Predicting High-School test scores after a disciplinary action

I'm somewhat new to machine learning and have learned to apply many of the basic regression and classification methods using python and various packages. However, approaching this problem has me stumped. To illustrate the problem, I created a fictitious scenario where a guidance counselor wants to predict test scores for a student after disciplinary action. Suppose they have data available like the mock-up below:

Column definition:

Student - Student Identification #

Gender - Male/Female

Age - Current Age

Athlete - Sport that student plays (0-None, 1-Basketball, 2-Football, 3-Soccer)

Online - Student takes classes online (0-No, 1-Yes)

Before_Disciplinary_Action_Scores - Sequence of their last n test scores prior to discipline (in date order)

Discplinary_Action - Action Counselor Took (0-None, 1-Assigned Tutor, 2-Guardian Meeting, 3-Study Program, 4-Ineligible for game)

After_Disciplinary_Action_Scores - Sequence of their next n test scores after discipline (in date order)
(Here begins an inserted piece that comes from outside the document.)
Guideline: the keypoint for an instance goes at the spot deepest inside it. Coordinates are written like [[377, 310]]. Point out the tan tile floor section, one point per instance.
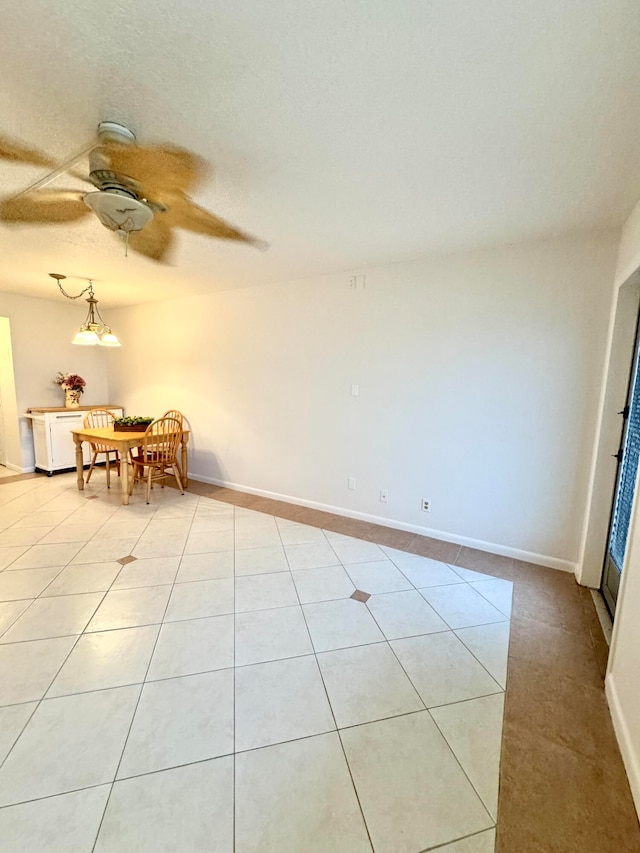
[[563, 787]]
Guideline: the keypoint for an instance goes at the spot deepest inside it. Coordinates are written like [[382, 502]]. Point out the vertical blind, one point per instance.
[[627, 476]]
Assume the fictitious school system is quite large and there are about 80k records in total. All students have a total of 12 test scores from Before/After discipline action, but the number of test scores varies based on when the disciplinary action was given. For simplicity, you can assume the scores are given on a weekly basis for a single course.

I can compute mean before/after scores and create a fairly good classification model, but I'd like to take it a step further and predict the post-discipline scores.
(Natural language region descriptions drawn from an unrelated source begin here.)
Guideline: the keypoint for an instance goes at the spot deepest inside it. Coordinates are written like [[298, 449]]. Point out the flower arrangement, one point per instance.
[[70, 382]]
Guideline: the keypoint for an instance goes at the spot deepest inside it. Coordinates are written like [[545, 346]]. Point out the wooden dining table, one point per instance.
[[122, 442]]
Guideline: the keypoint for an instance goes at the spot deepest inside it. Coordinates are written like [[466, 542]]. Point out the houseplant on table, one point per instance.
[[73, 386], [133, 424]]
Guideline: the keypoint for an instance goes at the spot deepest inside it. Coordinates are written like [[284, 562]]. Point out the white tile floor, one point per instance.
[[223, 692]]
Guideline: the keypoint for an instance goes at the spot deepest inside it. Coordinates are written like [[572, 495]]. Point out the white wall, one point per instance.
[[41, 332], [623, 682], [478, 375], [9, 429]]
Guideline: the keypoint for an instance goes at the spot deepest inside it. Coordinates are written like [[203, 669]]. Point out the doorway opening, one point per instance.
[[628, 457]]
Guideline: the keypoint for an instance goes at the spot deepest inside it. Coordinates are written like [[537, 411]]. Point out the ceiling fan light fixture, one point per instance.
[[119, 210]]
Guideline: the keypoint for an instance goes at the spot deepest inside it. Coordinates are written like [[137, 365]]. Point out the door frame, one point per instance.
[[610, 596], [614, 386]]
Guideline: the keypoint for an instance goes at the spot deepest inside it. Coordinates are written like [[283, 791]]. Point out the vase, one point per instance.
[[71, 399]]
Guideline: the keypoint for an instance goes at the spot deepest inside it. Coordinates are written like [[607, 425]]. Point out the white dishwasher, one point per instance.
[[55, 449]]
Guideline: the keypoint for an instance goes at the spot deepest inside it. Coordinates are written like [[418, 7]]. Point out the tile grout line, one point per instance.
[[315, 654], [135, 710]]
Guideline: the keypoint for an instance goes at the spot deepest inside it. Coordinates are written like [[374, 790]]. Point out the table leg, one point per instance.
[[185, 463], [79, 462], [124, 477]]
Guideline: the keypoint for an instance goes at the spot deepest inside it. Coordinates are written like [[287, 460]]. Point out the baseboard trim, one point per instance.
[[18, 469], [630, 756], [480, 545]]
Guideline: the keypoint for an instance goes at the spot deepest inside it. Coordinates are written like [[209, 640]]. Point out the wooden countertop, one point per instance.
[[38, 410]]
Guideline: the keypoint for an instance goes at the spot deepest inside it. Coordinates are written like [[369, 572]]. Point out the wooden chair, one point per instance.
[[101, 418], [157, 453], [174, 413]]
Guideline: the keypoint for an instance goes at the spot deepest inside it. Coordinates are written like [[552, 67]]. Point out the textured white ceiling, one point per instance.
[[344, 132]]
I've tried using Prophet and LSTM models to predict the after scores from a time series approach with poor results and the varying number of scores makes it difficult. I can see that the features around Athlete, Transfer, and Online are important components and I tried adding them as regressors, but that too has failed. I appreciate any guidance you can give.
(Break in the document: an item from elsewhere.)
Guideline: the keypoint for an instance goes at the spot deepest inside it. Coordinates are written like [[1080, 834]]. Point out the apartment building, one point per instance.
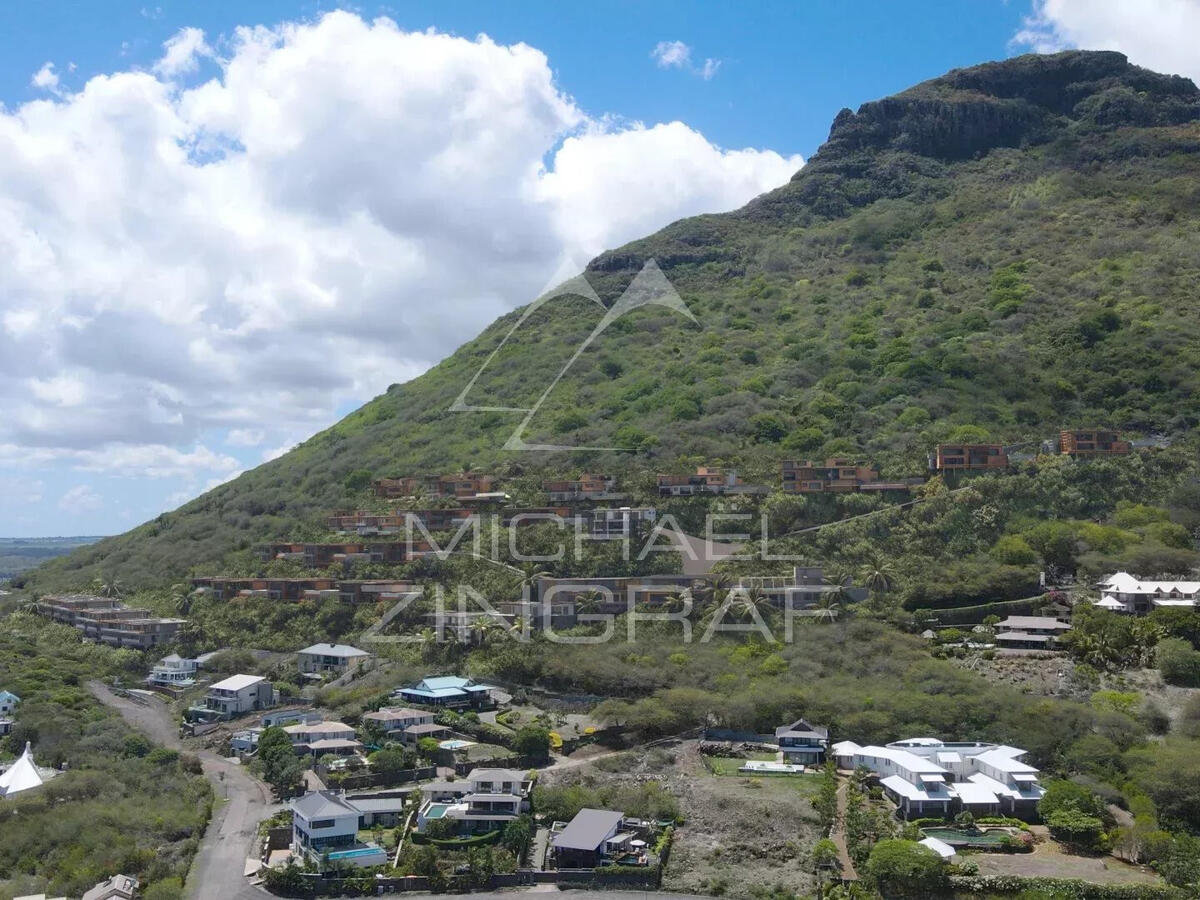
[[1092, 442], [706, 479], [927, 777], [109, 621], [463, 486], [957, 457], [835, 475], [621, 521], [589, 486], [239, 694], [322, 556]]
Topic methods python machine-learning

Category Data Science


I take it you are really interested in the prediction of new test scores rather than answering which intervention method is the most succesfull. If this is not the case we can apply statistical methods rather than machine learning models.

One approach could be to align the test score sequences (input and output) so that they have the same length and a 0 for missing values. This transposes your data into a regular seq2seq problem feedable to an LSTM. Each record is now comparable. Do keep in mind that your model predicts based on how it was trained. It will predict missing values (missed tests) as well like this.

You could then either train on all 80k (minus validation set) sequences or apply windowing to generate more sequences.

Other (one hot encoded) features can be added to each sample as well. Beginning or end.


If your data is correct then i see a factor of gender also. I hope that is taken into account and also take Disp_action as categorical variable (one hot encoding).
Also, try to club pre and post action scores in one fields as output variable. Another field can simply tell if the output score is pre action or post action.
This feature engineering, I hope will give better results.